The individual perks of these findings are evident, but what are their implications on a more collective level? Suzuki foresees a day when mandatory exercise classes could replace study aids like Ritalin and amphetamines. “There is a big problem in colleges and high schools with kids taking [such] drugs,” says Suzuki, a professor of neural science and psychology at NYU’s Center for Neural Science. “Could it be that all you have to do to improve your grades is come to exercise class? That’s the promise and hypothesis we have.
Since we can see effects of both chronic and acute exercise even in very robust 18-to-20-year-old brains, that really opens the door that this is a highly viable study aid and cognition aid.” Suzuki was herself inspired to begin this course of study about four years ago, when she began regularly taking IntenSati classes on her personal time. “Because of the workouts I was doing, I really started noticing how much better I was at concentrating at work and how my writing improved,” she states. “I then got academically interested in the effects of exercise on cognition and brain structure, and came up with the idea of teaching the class.”

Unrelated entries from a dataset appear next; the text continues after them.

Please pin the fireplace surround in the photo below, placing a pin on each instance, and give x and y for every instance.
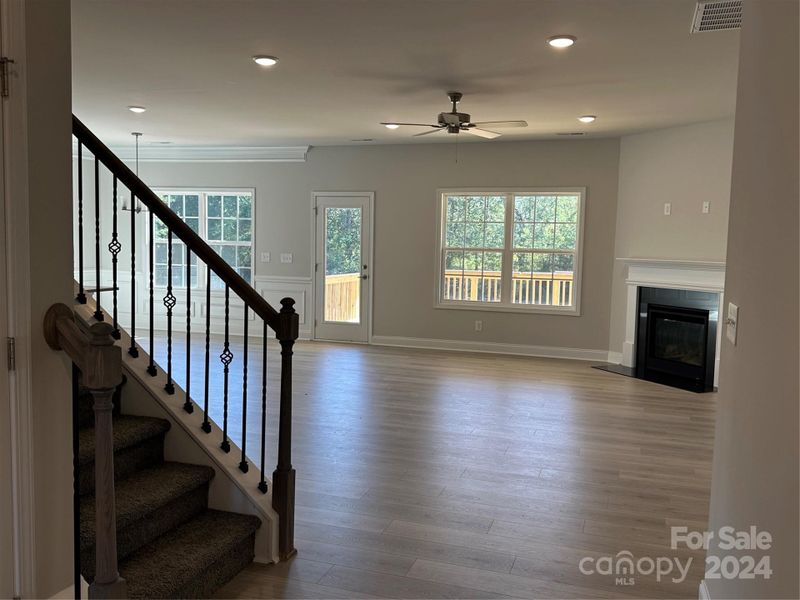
(676, 337)
(667, 274)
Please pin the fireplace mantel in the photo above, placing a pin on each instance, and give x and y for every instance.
(706, 276)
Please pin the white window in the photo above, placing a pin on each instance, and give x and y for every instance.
(224, 219)
(516, 250)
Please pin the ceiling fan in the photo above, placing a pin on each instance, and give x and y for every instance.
(456, 122)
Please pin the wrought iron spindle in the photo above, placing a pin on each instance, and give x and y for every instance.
(133, 350)
(114, 247)
(187, 405)
(262, 485)
(206, 426)
(151, 368)
(98, 314)
(226, 357)
(243, 466)
(81, 297)
(169, 302)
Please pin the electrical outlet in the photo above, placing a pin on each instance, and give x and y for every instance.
(732, 322)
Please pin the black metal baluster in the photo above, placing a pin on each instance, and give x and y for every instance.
(114, 247)
(81, 297)
(206, 426)
(226, 357)
(187, 405)
(151, 368)
(169, 302)
(262, 485)
(98, 314)
(133, 350)
(243, 466)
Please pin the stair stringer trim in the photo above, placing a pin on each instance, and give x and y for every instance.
(230, 489)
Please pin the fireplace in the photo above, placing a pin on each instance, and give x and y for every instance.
(676, 337)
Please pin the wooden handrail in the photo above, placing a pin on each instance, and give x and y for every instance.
(100, 363)
(180, 229)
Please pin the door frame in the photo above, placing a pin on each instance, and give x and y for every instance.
(18, 317)
(370, 228)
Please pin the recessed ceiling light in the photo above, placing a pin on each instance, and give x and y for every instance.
(265, 61)
(562, 41)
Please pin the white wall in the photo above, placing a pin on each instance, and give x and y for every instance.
(755, 471)
(39, 109)
(405, 179)
(684, 166)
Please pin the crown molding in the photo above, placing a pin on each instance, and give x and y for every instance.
(212, 153)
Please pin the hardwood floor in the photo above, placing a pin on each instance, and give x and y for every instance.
(426, 474)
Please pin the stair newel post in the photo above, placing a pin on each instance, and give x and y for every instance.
(283, 479)
(102, 372)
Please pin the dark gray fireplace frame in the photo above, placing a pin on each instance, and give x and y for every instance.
(689, 304)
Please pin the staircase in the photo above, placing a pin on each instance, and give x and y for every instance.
(146, 527)
(169, 543)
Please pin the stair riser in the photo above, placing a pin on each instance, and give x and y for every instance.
(221, 572)
(126, 462)
(143, 531)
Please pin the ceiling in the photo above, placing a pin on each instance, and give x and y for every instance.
(346, 65)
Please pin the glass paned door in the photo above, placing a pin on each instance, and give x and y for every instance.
(342, 267)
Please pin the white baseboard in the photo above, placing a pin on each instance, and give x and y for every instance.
(491, 348)
(69, 591)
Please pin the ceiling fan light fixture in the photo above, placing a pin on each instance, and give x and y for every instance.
(265, 61)
(562, 41)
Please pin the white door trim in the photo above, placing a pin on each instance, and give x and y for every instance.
(15, 167)
(370, 197)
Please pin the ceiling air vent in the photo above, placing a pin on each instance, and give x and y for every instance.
(717, 16)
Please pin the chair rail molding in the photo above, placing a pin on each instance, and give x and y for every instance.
(697, 275)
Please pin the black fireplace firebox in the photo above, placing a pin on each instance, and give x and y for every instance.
(676, 337)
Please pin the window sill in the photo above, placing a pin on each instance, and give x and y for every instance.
(572, 311)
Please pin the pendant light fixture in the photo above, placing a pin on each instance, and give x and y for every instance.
(138, 209)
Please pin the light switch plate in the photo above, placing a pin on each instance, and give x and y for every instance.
(732, 322)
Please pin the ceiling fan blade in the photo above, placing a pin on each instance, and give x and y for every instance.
(438, 129)
(502, 123)
(410, 124)
(489, 135)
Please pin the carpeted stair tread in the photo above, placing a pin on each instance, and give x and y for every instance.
(143, 493)
(128, 432)
(167, 567)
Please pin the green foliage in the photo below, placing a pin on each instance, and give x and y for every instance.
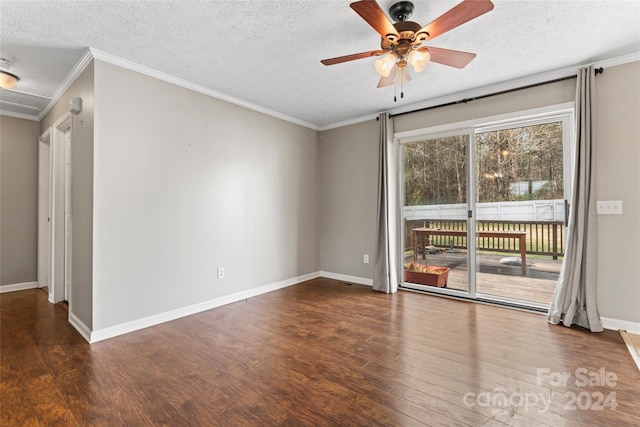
(512, 164)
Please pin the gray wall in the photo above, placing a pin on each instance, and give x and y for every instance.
(618, 178)
(350, 150)
(82, 130)
(185, 183)
(348, 162)
(18, 200)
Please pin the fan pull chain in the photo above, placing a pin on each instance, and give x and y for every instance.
(395, 88)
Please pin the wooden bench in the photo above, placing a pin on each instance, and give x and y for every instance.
(426, 233)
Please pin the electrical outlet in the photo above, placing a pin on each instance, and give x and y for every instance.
(612, 207)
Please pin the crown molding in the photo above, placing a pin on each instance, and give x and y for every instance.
(495, 88)
(68, 81)
(151, 72)
(91, 54)
(348, 122)
(19, 115)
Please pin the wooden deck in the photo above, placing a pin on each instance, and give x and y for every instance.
(498, 279)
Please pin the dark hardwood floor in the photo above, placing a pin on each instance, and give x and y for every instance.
(318, 353)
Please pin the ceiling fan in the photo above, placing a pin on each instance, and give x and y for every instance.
(401, 42)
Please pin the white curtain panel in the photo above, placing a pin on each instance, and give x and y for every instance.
(385, 268)
(574, 301)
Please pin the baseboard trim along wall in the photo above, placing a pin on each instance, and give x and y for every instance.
(346, 278)
(616, 325)
(18, 287)
(113, 331)
(84, 330)
(135, 325)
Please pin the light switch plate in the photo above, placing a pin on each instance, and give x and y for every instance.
(611, 207)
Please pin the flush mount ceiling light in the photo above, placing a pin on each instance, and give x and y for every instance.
(7, 79)
(402, 40)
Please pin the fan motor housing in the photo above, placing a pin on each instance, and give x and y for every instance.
(409, 37)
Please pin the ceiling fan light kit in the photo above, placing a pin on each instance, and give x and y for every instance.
(401, 41)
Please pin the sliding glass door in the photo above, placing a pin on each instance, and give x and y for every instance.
(483, 209)
(520, 210)
(435, 213)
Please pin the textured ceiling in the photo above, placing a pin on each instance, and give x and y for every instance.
(267, 53)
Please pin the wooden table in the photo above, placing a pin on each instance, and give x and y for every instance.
(426, 233)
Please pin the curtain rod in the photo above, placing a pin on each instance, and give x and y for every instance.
(464, 101)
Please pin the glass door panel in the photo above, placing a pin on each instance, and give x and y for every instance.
(519, 212)
(435, 214)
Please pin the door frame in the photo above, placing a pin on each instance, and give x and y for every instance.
(60, 233)
(45, 211)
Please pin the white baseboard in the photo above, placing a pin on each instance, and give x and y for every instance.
(84, 330)
(346, 278)
(18, 287)
(156, 319)
(616, 324)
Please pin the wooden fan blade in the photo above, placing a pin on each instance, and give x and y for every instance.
(371, 12)
(452, 58)
(339, 59)
(458, 15)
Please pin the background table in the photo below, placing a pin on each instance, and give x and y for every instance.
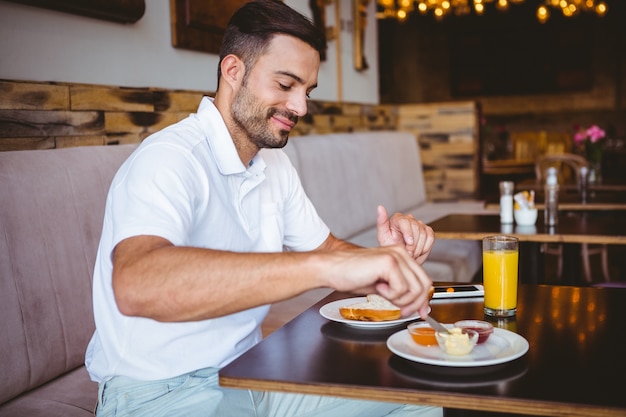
(571, 200)
(573, 227)
(576, 338)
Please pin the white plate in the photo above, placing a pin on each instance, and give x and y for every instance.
(502, 346)
(331, 312)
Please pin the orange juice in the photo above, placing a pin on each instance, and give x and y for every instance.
(500, 279)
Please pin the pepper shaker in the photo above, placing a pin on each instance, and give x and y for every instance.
(506, 201)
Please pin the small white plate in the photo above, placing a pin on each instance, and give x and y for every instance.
(502, 346)
(330, 311)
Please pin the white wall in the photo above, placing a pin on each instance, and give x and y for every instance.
(43, 45)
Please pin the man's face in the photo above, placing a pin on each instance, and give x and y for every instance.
(274, 92)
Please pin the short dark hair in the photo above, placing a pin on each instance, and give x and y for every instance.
(253, 26)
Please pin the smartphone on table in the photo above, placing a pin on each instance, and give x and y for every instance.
(459, 291)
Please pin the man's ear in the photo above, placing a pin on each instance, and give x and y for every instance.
(233, 70)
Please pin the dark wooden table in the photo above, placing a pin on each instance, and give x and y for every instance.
(571, 200)
(573, 227)
(575, 365)
(615, 185)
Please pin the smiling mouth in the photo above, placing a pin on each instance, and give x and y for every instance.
(286, 120)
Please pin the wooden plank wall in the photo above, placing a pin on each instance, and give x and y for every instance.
(447, 134)
(36, 115)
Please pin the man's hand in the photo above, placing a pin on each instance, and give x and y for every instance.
(389, 271)
(402, 229)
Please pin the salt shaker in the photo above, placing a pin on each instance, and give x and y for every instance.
(582, 183)
(506, 201)
(551, 212)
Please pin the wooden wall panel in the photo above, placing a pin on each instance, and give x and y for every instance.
(55, 115)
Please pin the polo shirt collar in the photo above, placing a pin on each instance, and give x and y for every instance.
(220, 142)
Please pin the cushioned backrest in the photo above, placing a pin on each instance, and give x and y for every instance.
(51, 211)
(347, 175)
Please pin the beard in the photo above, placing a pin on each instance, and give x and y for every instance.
(252, 120)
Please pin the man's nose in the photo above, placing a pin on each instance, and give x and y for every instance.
(298, 104)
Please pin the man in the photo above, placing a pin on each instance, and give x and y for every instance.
(206, 225)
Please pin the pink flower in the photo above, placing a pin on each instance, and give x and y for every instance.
(580, 137)
(595, 133)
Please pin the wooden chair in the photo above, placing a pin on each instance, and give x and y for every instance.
(568, 166)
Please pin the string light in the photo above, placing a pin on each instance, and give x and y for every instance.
(400, 9)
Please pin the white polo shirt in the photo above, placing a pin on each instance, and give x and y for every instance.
(188, 185)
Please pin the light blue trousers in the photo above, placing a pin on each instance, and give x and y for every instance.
(199, 394)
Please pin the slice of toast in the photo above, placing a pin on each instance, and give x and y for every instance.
(376, 308)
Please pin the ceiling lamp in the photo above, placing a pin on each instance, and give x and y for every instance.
(571, 8)
(400, 9)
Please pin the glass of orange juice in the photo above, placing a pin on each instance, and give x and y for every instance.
(500, 264)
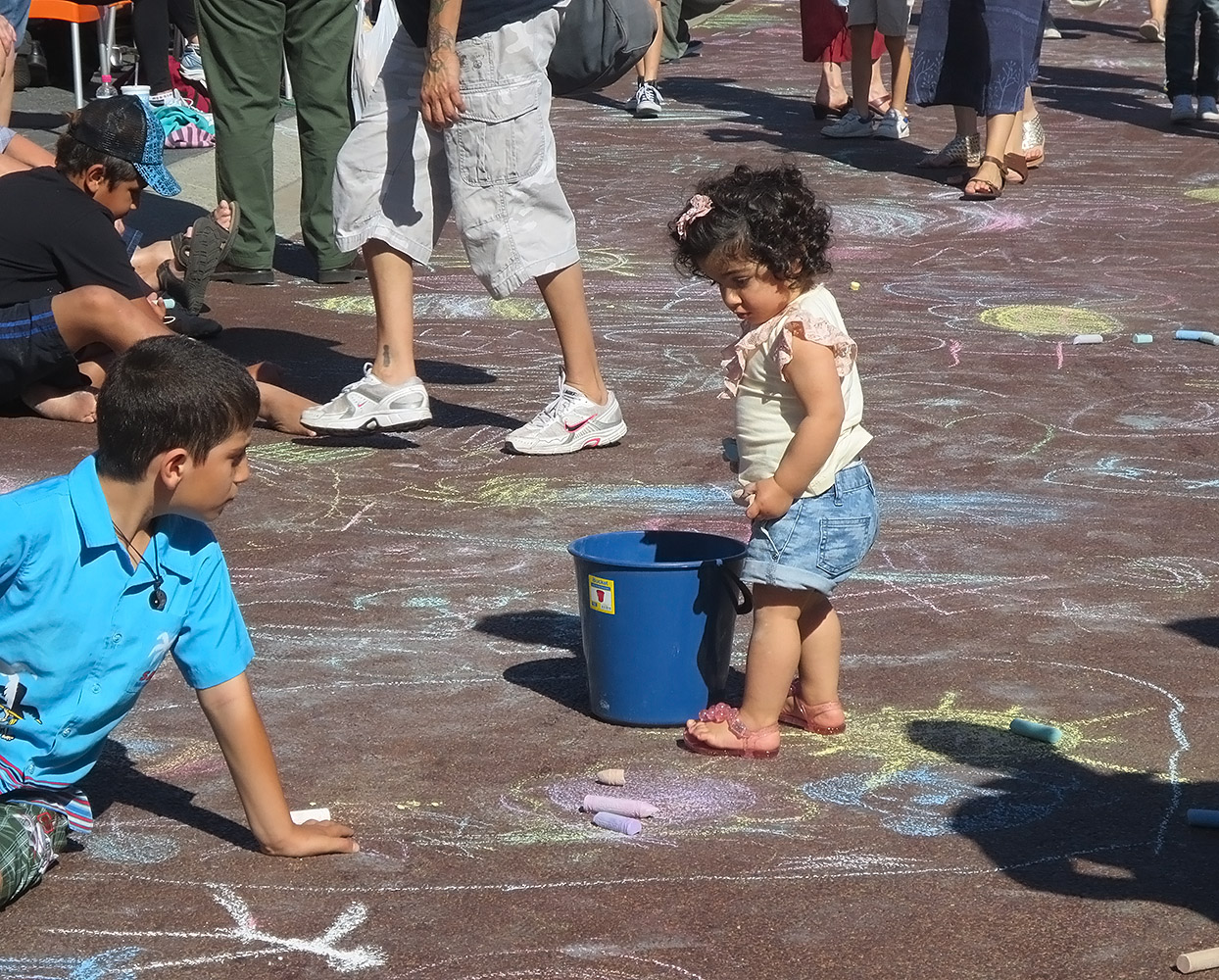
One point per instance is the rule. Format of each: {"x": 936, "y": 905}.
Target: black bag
{"x": 599, "y": 41}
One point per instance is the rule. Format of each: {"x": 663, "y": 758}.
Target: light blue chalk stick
{"x": 1033, "y": 730}
{"x": 1202, "y": 816}
{"x": 1205, "y": 336}
{"x": 622, "y": 824}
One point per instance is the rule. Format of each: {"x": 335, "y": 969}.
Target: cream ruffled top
{"x": 767, "y": 408}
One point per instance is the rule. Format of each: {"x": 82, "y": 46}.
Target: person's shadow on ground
{"x": 1108, "y": 836}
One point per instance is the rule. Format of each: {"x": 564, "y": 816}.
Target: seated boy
{"x": 105, "y": 570}
{"x": 66, "y": 284}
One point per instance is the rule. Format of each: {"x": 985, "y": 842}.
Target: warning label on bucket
{"x": 600, "y": 594}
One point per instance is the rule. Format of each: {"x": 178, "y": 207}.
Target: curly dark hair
{"x": 770, "y": 218}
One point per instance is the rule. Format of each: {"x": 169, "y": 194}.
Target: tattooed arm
{"x": 440, "y": 99}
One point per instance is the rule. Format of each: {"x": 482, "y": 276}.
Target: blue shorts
{"x": 820, "y": 540}
{"x": 18, "y": 14}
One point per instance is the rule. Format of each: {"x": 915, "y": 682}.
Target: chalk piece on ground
{"x": 1203, "y": 959}
{"x": 1034, "y": 730}
{"x": 1202, "y": 818}
{"x": 619, "y": 805}
{"x": 617, "y": 821}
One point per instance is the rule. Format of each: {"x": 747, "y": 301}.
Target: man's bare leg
{"x": 563, "y": 294}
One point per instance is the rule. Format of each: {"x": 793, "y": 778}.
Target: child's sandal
{"x": 754, "y": 744}
{"x": 807, "y": 715}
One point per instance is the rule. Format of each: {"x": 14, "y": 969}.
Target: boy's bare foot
{"x": 281, "y": 410}
{"x": 63, "y": 406}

As for what the future holds, Suzuki is currently in the throes of a follow-up acute exercise study, and another “Can Exercise Change Your Brain?” course will be offered. Both classes have been authorized to accept more students, and Suzuki has also secured funding for brain imaging using EEG scans to measure electrical activity during test-taking. Suzuki also hopes to glean more information about the optimal types of exercise and ways to organize study and exercise time effectively to enhance performance in school.
“People pay lots of money for tutoring, when [perhaps] all you have to do is give yourself an exercise regime,” says Suzuki. “I believe we’re really at the tip of the iceberg right now.”